There has never been a circumstance like this on in the art business, one in which objects of no discernable value of any kind except for their identifiability as trophies are traded for sums which might purchase a thriving business, or a small town.
There are examples in history - Tulipmania in 17th C Holland and the South Sea Bubble of 18th C England, but even these, as extreme as they were, did not approach the relative size of the sums being exchanged now.
I'm not complaining, as Ekim might allege. There was a time when I sold everything I painted and had all the perqs that went with it and I still carried on about the art business. But when this thing crashes it will be catastrophic; it may give all art a bad name as investment. It is worrisome.
November 16, 2007, 6:40 PM
Chris you are right #21 I agree
"No one really cares about the art world except art world people, which is probably why they're able to do whatever they want as long as they declare their taxable income. "
Americans in general don't care about art -OHH don't get me going on this subject it is so obvious as to why Americans don't care and I don't have the energy.
America has marginalized art to the point of Status and Fame and very little else making it very superficial. I was always told that art should reflect the time and place it is from well it does here in America.
One good thing if the market crashes and it would dump at least some the art posers and status buyers (you know the ones that are here in Miami in December you can tell them because they wear the dark rimmed glasses a very intellectual look.)
foregive me It seems am in a very cynical mood today.
November 16, 2007, 7:29 PM
RL-"status and fame"=money! I have clarity. So simple.
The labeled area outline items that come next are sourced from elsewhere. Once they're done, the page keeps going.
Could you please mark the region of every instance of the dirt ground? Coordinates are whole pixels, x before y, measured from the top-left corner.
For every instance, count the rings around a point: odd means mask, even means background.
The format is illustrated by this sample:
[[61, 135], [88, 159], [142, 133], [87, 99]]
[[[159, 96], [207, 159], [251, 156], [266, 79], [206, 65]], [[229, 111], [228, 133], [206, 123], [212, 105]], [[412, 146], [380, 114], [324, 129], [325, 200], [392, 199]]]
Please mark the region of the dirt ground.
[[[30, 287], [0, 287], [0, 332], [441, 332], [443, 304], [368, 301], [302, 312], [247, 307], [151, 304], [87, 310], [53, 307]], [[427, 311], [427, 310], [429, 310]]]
So fashionable. Thankyou all.
November 16, 2007, 8:02 PM
Thanks, Specifically toward Chris. I should have considered the personal filters no matter how disturbed.
Fr. you spent too much time considering what you should do about me. I have reviewed your work and given due diligence regarding myresearching you. I do not intend any judgment of your work outside of this virtual dialogue. All of my comments have been and are specifically for this realm.
I don't know you outside of this place and fortunately I wouldn’t judge, the real you, based on this vague difficult correspondence.
November 16, 2007, 8:28 PM
Op, Please refer to Chris, I have sent him a retainer. I did not address you or allege anything.
Regarding this being a bubble. I think the analogy is poor. It may be considered a drunken party that may end until another party begins. Much like the what happened in the late 80's art scene. The party only ends when money becomes less available. Not happening.
But all of this art that is being "overpaid" for as some of you assert will not suddenly show up on the market if demand for it diminishes. As if in the hopes of covering "art short calls" and margin buys.
I suspect many find lower returns on living and working artist work, those who demand large amounts, than one could make on other speculative markets. So the market has a speculative side but less so that its potential tax break function. Gifting with added value.
I don't know who you all are, but I am sure some of you have traded work with a fellow artist and then gifted it to an interested collection for a hefty tax write off....No?
If you want to attack. Have at it, show your ass. Me, I am off to an showing at some pathetic venue, I think it is a hair salon. Very bad? or Very far outside.
November 15, 2007, 11:53 AM
"Haunting"? Well, it's certainly disturbing, or at least it would be if it weren't so commonplace (the going price for such work, I mean). But yes, when something like that Warhol sells for that much, some sort of vague justification may be the charitable thing to say, for the sake of those idiotic enough to bite on it.